Reduce Conjugated Diene Blockage in Fuel Refiners with the Automated Fuels Analyser
Jun 19 2019 Read 967 Times
The Automated Fuels Analyser from VUV Analytics is quickly becoming the new industry standard for hydrocarbon analysis, combining the power of gas chromatography–vacuum ultraviolet (GC-VUV) spectroscopy with the VUV Analyse™ software platform and ASTM D8071 methodology.
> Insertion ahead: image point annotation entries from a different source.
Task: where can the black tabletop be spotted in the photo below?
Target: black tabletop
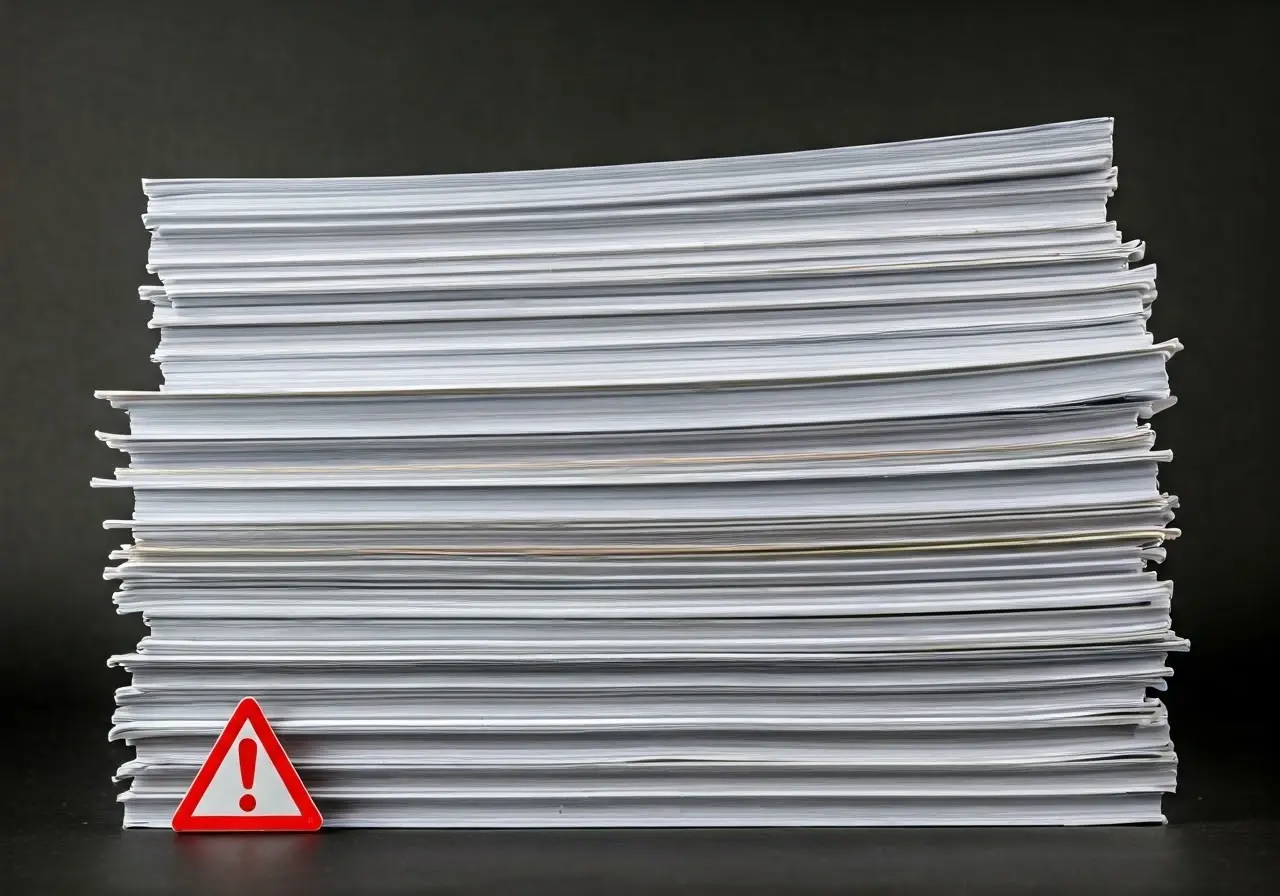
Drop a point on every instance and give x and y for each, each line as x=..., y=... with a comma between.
x=60, y=833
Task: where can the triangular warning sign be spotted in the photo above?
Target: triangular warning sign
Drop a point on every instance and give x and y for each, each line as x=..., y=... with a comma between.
x=247, y=784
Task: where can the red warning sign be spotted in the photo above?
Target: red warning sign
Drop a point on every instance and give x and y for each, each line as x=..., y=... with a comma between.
x=252, y=787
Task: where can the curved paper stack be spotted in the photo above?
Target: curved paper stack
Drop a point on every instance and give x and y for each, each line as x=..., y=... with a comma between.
x=795, y=489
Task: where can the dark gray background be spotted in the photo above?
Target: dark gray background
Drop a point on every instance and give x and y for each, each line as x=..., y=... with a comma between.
x=95, y=96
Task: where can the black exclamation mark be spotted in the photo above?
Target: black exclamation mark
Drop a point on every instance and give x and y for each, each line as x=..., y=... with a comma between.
x=248, y=763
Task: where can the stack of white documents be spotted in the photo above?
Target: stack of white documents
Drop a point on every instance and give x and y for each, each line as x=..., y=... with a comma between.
x=794, y=489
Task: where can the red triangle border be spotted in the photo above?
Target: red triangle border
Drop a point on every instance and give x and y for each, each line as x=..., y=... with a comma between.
x=307, y=818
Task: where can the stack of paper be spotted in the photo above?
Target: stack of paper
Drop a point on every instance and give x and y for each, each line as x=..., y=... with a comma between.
x=792, y=489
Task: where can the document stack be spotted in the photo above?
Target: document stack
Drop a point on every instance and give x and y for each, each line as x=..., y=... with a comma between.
x=804, y=489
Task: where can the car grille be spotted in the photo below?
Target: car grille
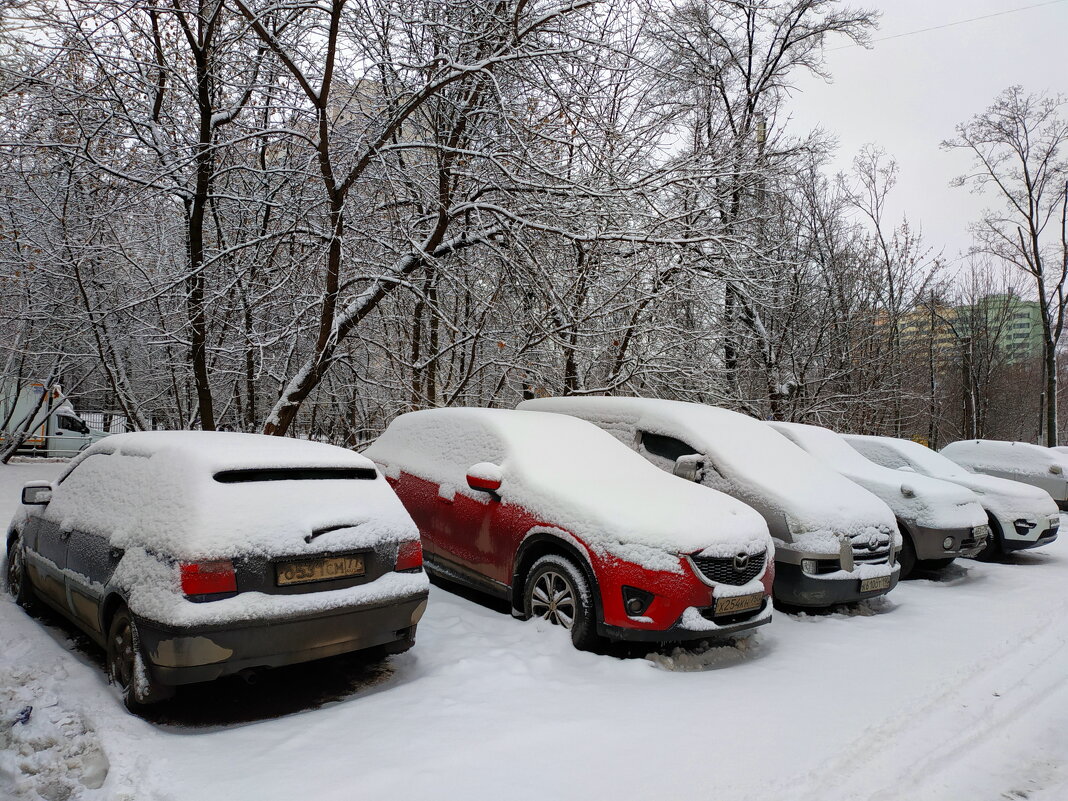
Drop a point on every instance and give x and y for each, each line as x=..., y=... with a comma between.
x=863, y=553
x=722, y=569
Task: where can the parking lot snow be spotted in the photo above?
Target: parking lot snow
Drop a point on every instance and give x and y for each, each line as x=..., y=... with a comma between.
x=944, y=689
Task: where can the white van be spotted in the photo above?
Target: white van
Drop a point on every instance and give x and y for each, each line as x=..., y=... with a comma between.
x=1046, y=468
x=1020, y=516
x=939, y=520
x=53, y=428
x=834, y=542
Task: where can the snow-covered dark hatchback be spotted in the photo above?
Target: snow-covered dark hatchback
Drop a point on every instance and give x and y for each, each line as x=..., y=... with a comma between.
x=190, y=555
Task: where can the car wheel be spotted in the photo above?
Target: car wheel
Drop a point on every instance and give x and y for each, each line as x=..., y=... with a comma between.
x=126, y=668
x=558, y=592
x=907, y=559
x=18, y=582
x=992, y=550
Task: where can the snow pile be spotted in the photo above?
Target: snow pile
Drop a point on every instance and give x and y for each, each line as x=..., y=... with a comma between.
x=914, y=498
x=157, y=490
x=47, y=751
x=572, y=475
x=1007, y=500
x=802, y=501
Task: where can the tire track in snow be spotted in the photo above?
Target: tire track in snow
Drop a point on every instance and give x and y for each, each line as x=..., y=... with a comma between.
x=899, y=757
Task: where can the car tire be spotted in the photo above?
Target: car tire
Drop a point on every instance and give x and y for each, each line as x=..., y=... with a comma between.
x=556, y=591
x=993, y=550
x=907, y=559
x=126, y=666
x=18, y=582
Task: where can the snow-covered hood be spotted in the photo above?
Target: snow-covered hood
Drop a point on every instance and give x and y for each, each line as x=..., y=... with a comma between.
x=157, y=490
x=570, y=474
x=1008, y=500
x=1005, y=498
x=914, y=498
x=798, y=496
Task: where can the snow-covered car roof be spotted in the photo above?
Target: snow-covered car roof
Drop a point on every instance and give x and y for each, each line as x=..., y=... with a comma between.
x=911, y=496
x=571, y=474
x=1017, y=457
x=763, y=467
x=206, y=495
x=217, y=451
x=1004, y=492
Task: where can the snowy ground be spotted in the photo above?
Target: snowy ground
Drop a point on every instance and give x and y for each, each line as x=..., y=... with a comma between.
x=951, y=689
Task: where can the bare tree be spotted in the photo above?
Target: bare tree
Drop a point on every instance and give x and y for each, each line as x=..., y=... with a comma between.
x=1020, y=152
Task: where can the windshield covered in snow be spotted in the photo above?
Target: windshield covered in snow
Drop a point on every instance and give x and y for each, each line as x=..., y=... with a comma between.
x=304, y=473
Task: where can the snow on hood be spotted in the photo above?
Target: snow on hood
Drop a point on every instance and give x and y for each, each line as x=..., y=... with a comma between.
x=156, y=490
x=799, y=497
x=1003, y=497
x=914, y=498
x=1022, y=458
x=568, y=473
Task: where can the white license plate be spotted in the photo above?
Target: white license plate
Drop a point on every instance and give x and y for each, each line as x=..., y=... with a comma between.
x=869, y=585
x=317, y=569
x=737, y=603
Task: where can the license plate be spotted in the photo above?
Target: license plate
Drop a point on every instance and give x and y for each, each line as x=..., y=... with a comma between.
x=869, y=585
x=737, y=603
x=317, y=569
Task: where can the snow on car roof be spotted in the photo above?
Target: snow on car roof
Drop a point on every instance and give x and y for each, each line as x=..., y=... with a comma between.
x=158, y=490
x=1021, y=457
x=570, y=473
x=930, y=501
x=764, y=467
x=930, y=462
x=217, y=451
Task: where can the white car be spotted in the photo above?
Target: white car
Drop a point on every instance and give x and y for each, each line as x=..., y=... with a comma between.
x=1046, y=468
x=834, y=540
x=939, y=521
x=189, y=555
x=1021, y=516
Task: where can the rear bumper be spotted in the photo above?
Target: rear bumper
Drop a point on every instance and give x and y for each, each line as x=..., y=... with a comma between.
x=930, y=543
x=797, y=589
x=182, y=656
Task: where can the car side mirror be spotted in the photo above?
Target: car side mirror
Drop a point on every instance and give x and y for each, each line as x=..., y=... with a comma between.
x=36, y=493
x=485, y=476
x=690, y=467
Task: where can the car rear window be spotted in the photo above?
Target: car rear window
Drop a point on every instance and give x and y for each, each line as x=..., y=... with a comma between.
x=291, y=474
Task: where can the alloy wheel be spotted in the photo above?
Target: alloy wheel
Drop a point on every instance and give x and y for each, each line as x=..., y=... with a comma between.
x=15, y=570
x=552, y=598
x=122, y=663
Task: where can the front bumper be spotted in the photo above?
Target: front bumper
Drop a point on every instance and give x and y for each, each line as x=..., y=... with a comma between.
x=930, y=543
x=705, y=628
x=182, y=656
x=798, y=589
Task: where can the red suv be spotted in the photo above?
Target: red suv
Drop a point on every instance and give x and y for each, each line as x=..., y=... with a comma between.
x=568, y=524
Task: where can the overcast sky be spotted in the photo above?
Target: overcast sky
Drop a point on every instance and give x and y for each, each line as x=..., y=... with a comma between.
x=907, y=94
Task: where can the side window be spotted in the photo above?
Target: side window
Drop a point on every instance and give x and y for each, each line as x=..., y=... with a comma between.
x=665, y=448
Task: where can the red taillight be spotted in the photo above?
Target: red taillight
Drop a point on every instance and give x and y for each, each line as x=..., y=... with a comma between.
x=410, y=556
x=206, y=578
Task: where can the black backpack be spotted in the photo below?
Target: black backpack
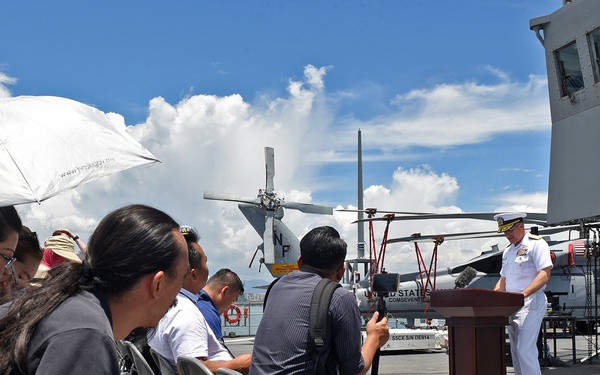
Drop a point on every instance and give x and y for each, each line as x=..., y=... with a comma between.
x=317, y=323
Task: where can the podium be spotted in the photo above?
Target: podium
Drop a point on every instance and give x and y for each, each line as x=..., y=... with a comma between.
x=476, y=320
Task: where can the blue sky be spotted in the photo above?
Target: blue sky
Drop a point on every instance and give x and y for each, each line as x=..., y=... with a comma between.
x=451, y=97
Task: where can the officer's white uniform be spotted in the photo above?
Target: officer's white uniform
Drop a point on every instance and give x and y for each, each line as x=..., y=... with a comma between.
x=520, y=266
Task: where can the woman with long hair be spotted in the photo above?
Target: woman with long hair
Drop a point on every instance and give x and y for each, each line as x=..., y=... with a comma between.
x=132, y=272
x=10, y=226
x=28, y=255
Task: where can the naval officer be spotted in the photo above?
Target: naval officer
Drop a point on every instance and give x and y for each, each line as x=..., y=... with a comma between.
x=526, y=266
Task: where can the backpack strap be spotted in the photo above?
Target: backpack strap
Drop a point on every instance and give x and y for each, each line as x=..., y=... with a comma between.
x=267, y=293
x=317, y=322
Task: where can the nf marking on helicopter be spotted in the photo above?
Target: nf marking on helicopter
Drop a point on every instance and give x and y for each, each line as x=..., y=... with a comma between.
x=280, y=247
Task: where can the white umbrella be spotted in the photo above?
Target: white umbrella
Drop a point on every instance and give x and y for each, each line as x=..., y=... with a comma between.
x=50, y=144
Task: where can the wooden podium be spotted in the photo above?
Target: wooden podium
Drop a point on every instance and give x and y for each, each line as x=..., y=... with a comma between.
x=476, y=320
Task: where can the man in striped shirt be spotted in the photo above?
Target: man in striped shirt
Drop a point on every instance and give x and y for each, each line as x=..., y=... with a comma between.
x=281, y=345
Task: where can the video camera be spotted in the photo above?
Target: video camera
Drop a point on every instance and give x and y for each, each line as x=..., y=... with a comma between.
x=385, y=283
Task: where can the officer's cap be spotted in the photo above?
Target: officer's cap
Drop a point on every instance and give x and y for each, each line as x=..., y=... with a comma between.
x=508, y=220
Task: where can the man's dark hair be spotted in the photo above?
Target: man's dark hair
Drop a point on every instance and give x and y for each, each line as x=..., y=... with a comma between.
x=128, y=244
x=226, y=277
x=323, y=248
x=9, y=221
x=191, y=237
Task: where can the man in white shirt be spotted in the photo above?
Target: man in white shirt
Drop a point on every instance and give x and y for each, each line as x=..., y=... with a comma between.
x=526, y=266
x=184, y=331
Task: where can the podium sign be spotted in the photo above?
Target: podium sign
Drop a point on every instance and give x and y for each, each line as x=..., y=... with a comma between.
x=476, y=320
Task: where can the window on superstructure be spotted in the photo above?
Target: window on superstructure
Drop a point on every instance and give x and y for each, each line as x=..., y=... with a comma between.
x=594, y=43
x=569, y=69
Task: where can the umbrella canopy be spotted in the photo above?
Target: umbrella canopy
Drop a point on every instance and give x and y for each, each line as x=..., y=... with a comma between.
x=50, y=144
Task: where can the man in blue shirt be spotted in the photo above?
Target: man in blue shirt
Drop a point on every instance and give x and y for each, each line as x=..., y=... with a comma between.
x=281, y=344
x=221, y=290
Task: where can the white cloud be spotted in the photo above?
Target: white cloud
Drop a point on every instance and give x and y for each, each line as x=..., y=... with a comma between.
x=4, y=81
x=208, y=142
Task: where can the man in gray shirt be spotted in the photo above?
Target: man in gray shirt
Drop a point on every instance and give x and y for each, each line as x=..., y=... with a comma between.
x=281, y=345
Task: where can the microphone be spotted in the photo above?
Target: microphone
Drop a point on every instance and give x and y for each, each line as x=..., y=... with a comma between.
x=465, y=277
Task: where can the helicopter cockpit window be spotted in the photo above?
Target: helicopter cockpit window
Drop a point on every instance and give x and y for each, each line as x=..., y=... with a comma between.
x=569, y=68
x=594, y=43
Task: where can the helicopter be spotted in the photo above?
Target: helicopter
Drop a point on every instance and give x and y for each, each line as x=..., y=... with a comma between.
x=573, y=66
x=280, y=248
x=566, y=291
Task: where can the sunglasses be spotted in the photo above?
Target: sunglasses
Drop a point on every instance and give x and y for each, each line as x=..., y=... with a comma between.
x=10, y=261
x=32, y=236
x=186, y=230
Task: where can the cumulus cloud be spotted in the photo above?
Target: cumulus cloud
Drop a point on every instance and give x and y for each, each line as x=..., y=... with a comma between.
x=208, y=142
x=4, y=81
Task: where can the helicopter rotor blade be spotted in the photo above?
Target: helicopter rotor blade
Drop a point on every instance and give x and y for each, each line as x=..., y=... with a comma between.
x=472, y=235
x=270, y=168
x=375, y=211
x=532, y=217
x=212, y=195
x=309, y=208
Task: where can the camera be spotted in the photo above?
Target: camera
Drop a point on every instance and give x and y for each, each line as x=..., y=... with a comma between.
x=386, y=283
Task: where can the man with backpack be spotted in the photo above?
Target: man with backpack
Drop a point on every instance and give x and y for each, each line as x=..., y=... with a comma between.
x=283, y=343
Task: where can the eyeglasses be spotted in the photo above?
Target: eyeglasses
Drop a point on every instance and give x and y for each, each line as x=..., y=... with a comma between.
x=33, y=236
x=187, y=230
x=10, y=265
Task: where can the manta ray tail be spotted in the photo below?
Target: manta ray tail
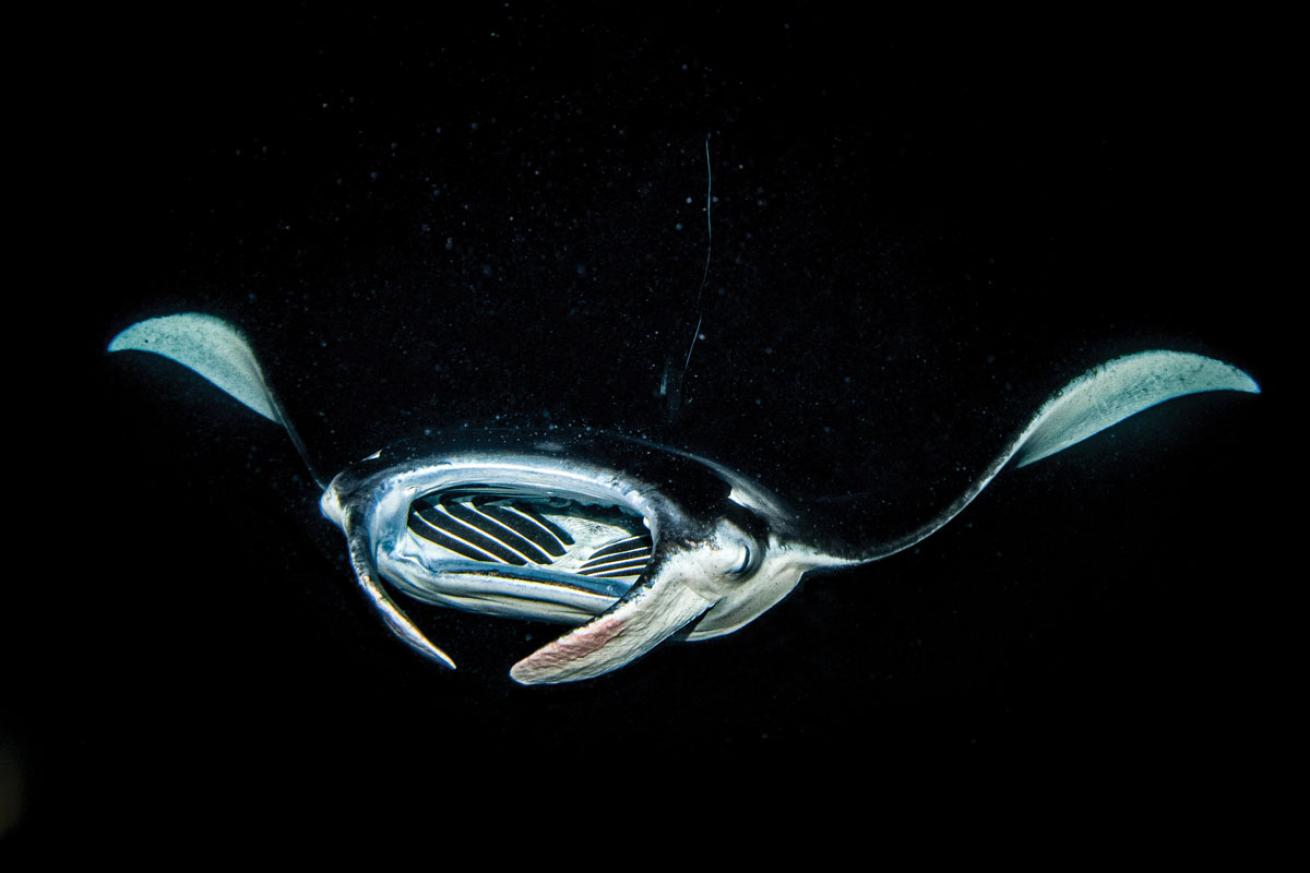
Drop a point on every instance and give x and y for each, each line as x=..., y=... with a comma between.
x=215, y=350
x=1099, y=399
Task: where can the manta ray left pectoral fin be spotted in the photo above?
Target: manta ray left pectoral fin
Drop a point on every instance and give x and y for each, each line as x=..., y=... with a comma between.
x=396, y=620
x=1094, y=401
x=646, y=616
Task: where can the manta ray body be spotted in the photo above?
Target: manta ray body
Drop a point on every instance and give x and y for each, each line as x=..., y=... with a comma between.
x=632, y=542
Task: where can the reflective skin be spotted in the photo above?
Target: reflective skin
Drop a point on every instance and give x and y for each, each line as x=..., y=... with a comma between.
x=633, y=542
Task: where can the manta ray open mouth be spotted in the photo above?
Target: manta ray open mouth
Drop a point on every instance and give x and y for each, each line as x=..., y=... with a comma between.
x=552, y=545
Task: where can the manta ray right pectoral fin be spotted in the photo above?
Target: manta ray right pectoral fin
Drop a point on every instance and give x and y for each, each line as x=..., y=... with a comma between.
x=1099, y=399
x=651, y=612
x=396, y=620
x=216, y=351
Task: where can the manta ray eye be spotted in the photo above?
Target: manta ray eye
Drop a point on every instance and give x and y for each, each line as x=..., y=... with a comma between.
x=744, y=564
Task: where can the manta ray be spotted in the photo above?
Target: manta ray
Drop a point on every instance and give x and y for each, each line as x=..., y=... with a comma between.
x=632, y=542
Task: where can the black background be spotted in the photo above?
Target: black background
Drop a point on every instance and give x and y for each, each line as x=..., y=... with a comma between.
x=498, y=216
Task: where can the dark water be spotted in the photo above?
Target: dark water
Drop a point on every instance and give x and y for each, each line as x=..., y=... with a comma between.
x=499, y=218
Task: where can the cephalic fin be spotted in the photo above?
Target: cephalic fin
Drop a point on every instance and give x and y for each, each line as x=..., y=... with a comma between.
x=1099, y=399
x=651, y=612
x=393, y=616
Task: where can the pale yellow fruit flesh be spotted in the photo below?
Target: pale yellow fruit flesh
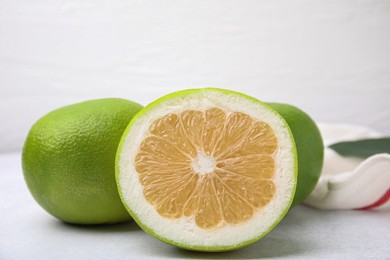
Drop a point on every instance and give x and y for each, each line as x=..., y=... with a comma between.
x=214, y=165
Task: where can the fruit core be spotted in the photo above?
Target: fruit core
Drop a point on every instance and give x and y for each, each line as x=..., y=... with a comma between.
x=213, y=166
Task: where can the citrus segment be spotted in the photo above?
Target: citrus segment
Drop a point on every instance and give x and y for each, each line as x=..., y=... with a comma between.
x=207, y=169
x=231, y=156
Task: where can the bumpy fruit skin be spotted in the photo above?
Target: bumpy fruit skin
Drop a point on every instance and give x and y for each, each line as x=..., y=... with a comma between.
x=310, y=148
x=68, y=160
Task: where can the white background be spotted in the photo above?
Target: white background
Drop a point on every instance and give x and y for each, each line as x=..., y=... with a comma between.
x=330, y=58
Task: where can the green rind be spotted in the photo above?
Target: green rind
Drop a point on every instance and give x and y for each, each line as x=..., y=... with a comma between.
x=362, y=148
x=68, y=160
x=186, y=246
x=310, y=148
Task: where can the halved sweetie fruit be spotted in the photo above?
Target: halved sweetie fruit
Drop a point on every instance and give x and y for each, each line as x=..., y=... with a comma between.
x=207, y=169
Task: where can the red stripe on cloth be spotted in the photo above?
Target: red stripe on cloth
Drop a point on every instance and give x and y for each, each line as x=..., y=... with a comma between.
x=382, y=200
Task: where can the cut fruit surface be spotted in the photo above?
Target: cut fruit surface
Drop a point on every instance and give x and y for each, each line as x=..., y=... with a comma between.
x=207, y=169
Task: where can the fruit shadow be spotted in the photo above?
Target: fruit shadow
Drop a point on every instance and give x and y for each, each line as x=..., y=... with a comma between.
x=129, y=226
x=269, y=247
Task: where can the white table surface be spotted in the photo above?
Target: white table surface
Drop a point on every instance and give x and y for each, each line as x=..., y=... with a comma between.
x=28, y=232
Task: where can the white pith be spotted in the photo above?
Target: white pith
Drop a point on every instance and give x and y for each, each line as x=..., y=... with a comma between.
x=184, y=231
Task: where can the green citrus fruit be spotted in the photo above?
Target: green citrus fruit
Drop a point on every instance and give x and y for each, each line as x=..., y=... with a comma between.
x=68, y=160
x=207, y=169
x=309, y=146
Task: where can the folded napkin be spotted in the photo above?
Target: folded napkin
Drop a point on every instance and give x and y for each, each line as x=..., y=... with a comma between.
x=350, y=182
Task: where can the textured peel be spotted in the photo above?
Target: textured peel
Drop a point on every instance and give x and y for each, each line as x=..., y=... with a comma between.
x=182, y=225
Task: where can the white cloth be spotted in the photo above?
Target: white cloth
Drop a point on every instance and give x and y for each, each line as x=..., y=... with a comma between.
x=348, y=182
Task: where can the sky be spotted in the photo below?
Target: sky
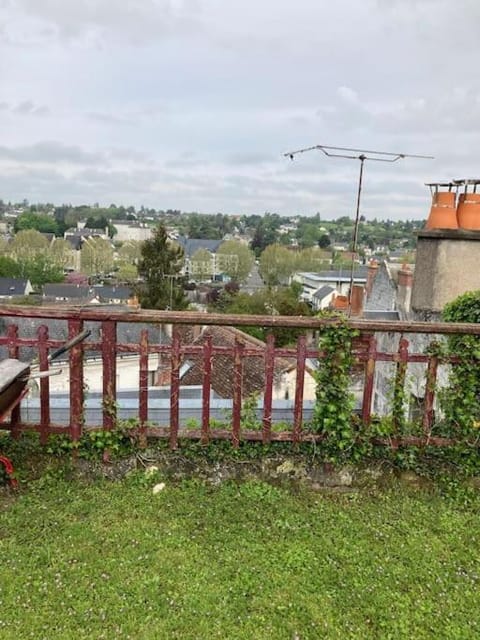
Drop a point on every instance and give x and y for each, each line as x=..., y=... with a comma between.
x=191, y=104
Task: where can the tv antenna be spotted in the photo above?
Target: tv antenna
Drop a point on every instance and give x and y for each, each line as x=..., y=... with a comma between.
x=361, y=155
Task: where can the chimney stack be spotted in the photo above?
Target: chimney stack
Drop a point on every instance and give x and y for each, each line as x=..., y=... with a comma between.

Outside of the normal analytes and groups reported through D8071, GC-VUV can report certain other analyte groups. A subset of olefins that are particularly troublesome to refiners are conjugated diolefins (CDOs), also called conjugated dienes. These compounds polymerise in higher concentrations, which in hydrocarbon streams can gum up pipes and subsequently require a refinery to shut down to clean out the blockage. CDO levels must be kept below a threshold to prevent this polymerisation from happening.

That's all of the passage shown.